私の母校プリンストン大学のバイオエンジニアリング教授Cliff Brangwynneは、「生細胞の相転移」という研究テーマで昨年のブレイクスルー賞(Breakthrough Prize for Life Sciences)を受賞しました。これはGoogle、Facebook、Alibabaなどの創業者が共同で設立した、バイオメディカル分野で最も影響力のある大賞の一つです。

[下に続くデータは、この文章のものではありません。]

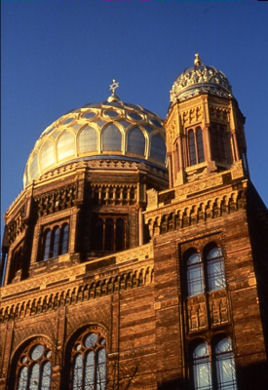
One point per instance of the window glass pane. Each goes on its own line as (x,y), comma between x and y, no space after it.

Brangwynne博士の研究は、物理化学的手法を用いて生きた細胞を研究するものです。彼は、物理学のエントロピーが生命科学の領域にも非常にうまく適用できることを明らかにしました。細胞の老化プロセスはまさにエントロピー増加のプロセスです。こうした物理化学的原理は、ALS、がん、アルツハイマー病などの細胞老化疾患の治療に大きな指導的意義を持ちます。

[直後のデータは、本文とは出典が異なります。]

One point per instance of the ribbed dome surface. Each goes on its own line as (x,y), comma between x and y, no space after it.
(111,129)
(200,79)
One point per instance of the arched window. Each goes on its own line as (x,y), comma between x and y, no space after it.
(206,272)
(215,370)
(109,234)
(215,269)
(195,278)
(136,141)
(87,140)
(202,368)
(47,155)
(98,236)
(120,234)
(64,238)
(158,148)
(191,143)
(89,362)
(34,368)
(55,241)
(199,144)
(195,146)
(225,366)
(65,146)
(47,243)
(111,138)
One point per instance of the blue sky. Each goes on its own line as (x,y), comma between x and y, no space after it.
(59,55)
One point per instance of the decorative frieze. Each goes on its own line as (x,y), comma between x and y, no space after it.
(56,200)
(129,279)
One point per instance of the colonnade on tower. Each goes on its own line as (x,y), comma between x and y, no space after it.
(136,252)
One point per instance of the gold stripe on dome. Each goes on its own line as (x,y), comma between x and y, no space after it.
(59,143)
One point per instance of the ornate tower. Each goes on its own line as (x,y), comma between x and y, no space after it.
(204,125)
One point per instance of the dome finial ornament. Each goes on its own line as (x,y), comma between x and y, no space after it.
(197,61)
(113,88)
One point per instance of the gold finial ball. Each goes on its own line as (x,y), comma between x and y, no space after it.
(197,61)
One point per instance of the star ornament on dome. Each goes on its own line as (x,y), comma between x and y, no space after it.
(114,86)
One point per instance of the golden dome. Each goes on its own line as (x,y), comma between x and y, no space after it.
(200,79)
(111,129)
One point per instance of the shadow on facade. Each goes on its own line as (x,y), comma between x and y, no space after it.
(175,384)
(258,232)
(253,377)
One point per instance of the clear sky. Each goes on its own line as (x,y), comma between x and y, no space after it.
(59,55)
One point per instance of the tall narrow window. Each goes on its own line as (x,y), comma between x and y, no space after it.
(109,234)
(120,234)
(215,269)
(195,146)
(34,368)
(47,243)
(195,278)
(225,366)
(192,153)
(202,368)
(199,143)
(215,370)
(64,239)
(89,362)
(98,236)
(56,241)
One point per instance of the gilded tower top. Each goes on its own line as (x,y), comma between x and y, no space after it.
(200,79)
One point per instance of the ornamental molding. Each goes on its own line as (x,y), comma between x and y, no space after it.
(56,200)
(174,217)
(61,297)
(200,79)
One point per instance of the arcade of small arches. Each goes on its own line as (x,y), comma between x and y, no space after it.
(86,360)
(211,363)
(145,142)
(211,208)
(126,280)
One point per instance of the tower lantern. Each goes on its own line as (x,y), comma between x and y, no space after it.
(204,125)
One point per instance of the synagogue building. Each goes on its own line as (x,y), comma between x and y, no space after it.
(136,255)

もちろん、Web3は人類の永遠の命にも直接的な影響を与えます――個人の改ざん不能で決して消えない記憶を、ByteTradeのエッジノードに保存し、友人や子孫のコンピュータープログラムがアクセスできる日が来るかもしれません。
ハーバード大学のGeorge Church教授は言いました。ある日が来るかもしれません。その日には、毎年科学の発展によって人間の寿命が2年延びるようになるのです。つまり、外部から人体に入力される負エントロピーが、自然な老化によるエントロピー増加のスピードを上回るということです。人類の永遠の命のシンギュラリティは、今後数十年のうちに訪れるかもしれません!